Is it an emotional or physical A?
"You've got to learn to leave the table when love is no longer being served"
brokenblackbird ( member #29541) posted at 1:59 AM on Tuesday, March 20th, 2018
I have told her I know the truth but she continues to deny it. It is very difficult to talk to her now for sure.
You don't need to talk to her. She is lying. You know she is lying. What are you going to do about that?
k8la ( member #38408) posted at 2:32 AM on Tuesday, March 20th, 2018
4+1
You're struggling with a head and heart issue.
Your head knows she's lying and you're done.
Your heart still wants to give her a chance to come clean and try to make things right.
The problem is that she thinks you don't know what you know, so like a bad poker player, she thinks she can bluff someone who's holding a winning hand, full of evidence. Even if you can't and won't play it.
Take some time to let your head and heart sync up.
Leave the table. You don't need to leave your cards on the table. You don't need to say anything.
In fact, the less you say, the more scared she'll be.
That's where I was the night I decided my marriage was done, and my husband had only until the divorce was final to fix things. I didn't tell him the speed of the clock ticking, but I did give him just 30 minutes upon waking for him to come up with a plan or surrender his cell phone that I was paying the connection fees. If he wanted to cheat, it was no longer going to be on my dime, with resources I was paying for. That included my phone and internet connection, and my home.
It was the stone cold reality that was different. I wasn't emotional. I wasn't begging. I. Was. Done.
Get your head to engage and you'll find that same place where the mojo is to finally lay down some conditions without needing to provide evidence.
You know she's lying. So. Does.

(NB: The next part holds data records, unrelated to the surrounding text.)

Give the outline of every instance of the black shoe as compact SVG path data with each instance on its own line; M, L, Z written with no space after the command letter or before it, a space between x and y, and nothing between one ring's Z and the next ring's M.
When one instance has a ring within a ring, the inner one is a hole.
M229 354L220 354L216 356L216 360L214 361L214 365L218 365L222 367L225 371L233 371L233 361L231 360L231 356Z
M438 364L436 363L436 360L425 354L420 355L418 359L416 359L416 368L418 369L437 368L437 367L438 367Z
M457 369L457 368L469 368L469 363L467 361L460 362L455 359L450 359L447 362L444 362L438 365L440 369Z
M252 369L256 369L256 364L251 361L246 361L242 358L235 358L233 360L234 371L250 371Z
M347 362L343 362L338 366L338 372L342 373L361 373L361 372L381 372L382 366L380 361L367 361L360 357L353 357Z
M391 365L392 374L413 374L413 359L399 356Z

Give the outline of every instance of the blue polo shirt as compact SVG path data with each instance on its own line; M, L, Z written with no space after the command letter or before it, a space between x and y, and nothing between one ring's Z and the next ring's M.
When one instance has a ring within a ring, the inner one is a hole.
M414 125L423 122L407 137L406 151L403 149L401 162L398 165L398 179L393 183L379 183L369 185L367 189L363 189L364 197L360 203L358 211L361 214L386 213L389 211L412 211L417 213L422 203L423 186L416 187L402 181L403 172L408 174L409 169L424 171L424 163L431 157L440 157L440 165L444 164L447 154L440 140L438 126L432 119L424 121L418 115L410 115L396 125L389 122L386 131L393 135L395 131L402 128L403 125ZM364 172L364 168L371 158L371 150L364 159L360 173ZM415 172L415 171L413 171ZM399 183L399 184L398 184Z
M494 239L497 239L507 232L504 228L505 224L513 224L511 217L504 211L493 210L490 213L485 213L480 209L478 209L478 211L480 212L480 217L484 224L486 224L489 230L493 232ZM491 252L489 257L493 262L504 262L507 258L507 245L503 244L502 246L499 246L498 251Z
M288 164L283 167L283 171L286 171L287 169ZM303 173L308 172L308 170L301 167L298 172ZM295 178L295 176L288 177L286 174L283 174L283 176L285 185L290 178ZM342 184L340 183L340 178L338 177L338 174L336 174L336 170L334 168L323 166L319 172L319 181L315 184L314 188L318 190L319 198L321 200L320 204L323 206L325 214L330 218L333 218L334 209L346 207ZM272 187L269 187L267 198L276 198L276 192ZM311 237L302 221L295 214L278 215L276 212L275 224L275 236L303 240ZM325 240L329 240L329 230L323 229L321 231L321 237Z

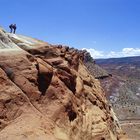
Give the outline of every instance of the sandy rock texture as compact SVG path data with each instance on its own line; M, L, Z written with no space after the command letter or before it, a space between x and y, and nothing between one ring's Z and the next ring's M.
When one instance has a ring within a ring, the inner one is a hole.
M125 139L80 51L8 36L23 50L0 50L0 140Z

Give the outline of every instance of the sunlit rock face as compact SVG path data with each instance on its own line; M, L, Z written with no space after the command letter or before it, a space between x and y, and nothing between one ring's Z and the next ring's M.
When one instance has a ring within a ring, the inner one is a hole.
M20 50L0 47L1 140L125 139L81 51L3 31L1 36L2 44Z

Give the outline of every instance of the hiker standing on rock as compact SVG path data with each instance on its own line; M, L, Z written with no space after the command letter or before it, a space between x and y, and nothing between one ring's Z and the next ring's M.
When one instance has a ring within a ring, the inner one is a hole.
M17 26L16 26L16 24L11 24L11 25L9 25L9 28L10 28L10 33L14 33L15 34L15 32L16 32L16 29L17 29Z
M10 33L12 33L13 32L13 24L10 24L9 28L10 28Z
M15 32L16 32L16 29L17 29L17 26L16 26L16 24L14 24L14 25L13 25L13 29L14 29L14 34L15 34Z

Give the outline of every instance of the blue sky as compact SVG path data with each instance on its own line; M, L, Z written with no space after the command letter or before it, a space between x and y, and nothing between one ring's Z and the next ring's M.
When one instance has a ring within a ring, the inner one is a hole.
M139 0L1 0L7 31L86 48L93 57L140 55Z

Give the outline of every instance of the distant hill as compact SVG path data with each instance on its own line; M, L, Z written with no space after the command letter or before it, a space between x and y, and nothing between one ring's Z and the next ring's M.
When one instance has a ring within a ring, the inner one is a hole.
M140 138L140 56L98 59L96 63L112 77L100 80L125 132Z
M112 74L101 82L119 118L140 118L140 56L98 59L96 63Z

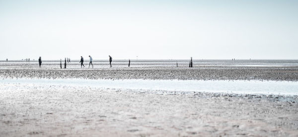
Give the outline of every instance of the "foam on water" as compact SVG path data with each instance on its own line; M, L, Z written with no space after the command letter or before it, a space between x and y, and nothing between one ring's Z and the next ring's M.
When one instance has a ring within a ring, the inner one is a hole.
M4 79L0 82L2 84L62 85L132 90L298 95L298 82L289 81Z

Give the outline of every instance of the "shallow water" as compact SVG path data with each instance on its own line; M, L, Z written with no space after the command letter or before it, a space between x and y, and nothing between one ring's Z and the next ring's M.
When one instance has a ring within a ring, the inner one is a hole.
M65 85L131 90L298 95L298 82L246 80L89 80L4 79L2 84ZM4 90L5 89L0 89Z

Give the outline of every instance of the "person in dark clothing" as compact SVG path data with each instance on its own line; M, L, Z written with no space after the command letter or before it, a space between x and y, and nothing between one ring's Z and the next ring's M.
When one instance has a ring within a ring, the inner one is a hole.
M62 68L62 59L60 59L60 68Z
M40 66L41 66L41 63L42 62L41 61L41 57L40 56L39 58L38 59L38 63L39 63L39 67L40 68Z
M93 68L93 64L92 64L92 57L91 57L90 55L89 55L89 57L90 58L90 62L89 63L89 67L88 67L88 68L90 67L90 64L91 64L92 65L92 68Z
M81 68L82 68L82 66L84 66L84 67L85 67L85 66L84 66L84 64L83 64L83 62L84 62L84 58L83 58L82 56L81 56L81 60L79 61L79 63L81 63Z
M65 60L64 61L64 68L66 68L66 57L65 58Z
M111 67L112 64L111 63L112 63L112 57L110 55L109 55L109 57L110 57L110 67Z
M130 59L128 60L128 67L130 66Z

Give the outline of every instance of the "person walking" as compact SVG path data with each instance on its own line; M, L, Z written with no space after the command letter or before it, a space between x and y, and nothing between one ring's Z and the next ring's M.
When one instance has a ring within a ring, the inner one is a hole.
M85 67L85 66L84 66L84 64L83 64L83 63L84 62L84 58L83 58L82 56L81 56L81 60L79 61L79 63L81 63L81 68L82 68L82 66L84 66L84 67Z
M38 63L39 63L39 67L40 68L40 66L41 66L41 63L42 62L41 61L41 57L40 56L39 58L38 59Z
M109 57L110 57L110 67L112 67L112 57L110 55L109 55Z
M64 60L64 68L66 68L66 57Z
M89 57L90 57L90 62L89 63L89 67L88 67L88 68L90 67L90 64L91 64L92 65L92 68L93 68L93 64L92 64L92 57L91 57L90 55L89 55Z
M130 59L128 59L128 67L130 66Z

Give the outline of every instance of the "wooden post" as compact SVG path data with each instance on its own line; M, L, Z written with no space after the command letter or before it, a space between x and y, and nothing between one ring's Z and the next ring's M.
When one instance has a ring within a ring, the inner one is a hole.
M192 57L190 57L190 67L192 68Z

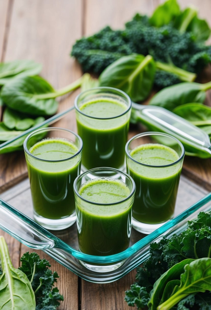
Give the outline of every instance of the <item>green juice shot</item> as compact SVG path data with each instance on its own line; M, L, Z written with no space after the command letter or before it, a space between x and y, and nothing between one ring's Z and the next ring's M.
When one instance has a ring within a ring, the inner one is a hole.
M114 173L119 174L119 179L110 176ZM86 180L90 175L96 177ZM116 169L97 168L78 177L74 188L80 250L102 256L126 250L135 188L132 179Z
M126 94L111 87L93 88L76 98L78 133L84 145L84 171L124 166L131 106Z
M132 225L149 233L173 216L184 148L174 137L153 132L132 138L126 150L127 172L136 186Z
M39 139L50 132L53 137ZM62 229L75 221L73 184L82 145L78 137L67 130L47 128L32 133L24 142L34 217L45 228Z

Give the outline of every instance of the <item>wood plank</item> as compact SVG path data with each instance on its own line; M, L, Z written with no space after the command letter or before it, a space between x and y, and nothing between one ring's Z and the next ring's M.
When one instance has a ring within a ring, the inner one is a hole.
M41 75L56 89L66 86L81 75L69 56L71 48L81 36L81 4L77 0L15 0L5 60L33 59L43 64ZM60 98L59 111L73 104L76 93ZM55 126L75 129L70 115ZM2 191L26 177L23 152L0 155Z
M6 40L6 35L7 17L9 0L0 0L0 61L3 60L3 48Z

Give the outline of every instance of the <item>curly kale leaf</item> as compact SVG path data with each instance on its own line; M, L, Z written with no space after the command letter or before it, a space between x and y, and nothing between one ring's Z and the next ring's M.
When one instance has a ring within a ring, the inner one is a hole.
M130 290L125 292L125 300L128 306L142 309L146 307L149 299L149 295L146 290L146 288L141 287L137 283L131 286Z
M19 269L25 273L30 281L34 292L36 310L56 310L63 300L54 283L59 277L56 272L52 272L48 268L50 264L46 259L41 259L35 252L27 252L20 259Z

She.
[This message edited by k8la at 8:33 PM, March 19th (Monday)]
Dyokemm ( member #40254) posted at 3:50 AM on Tuesday, March 20th, 2018
Let her continue to lie....
Find POSOM’s BW and expose with proof to her.....
When this shitbag’s world blows up, your WW will know that her continuing to deny it is pointless anymore.
Plus, it will most likely be a double whammy for your WW....as not only will her bullshit denials to you be shown for what they are, she will almost definitely be dumped by this turd and thrown under the bus as well as he tries to save his own ass.
Being all alone as her life crumbles away should be a real wake up call to your WW.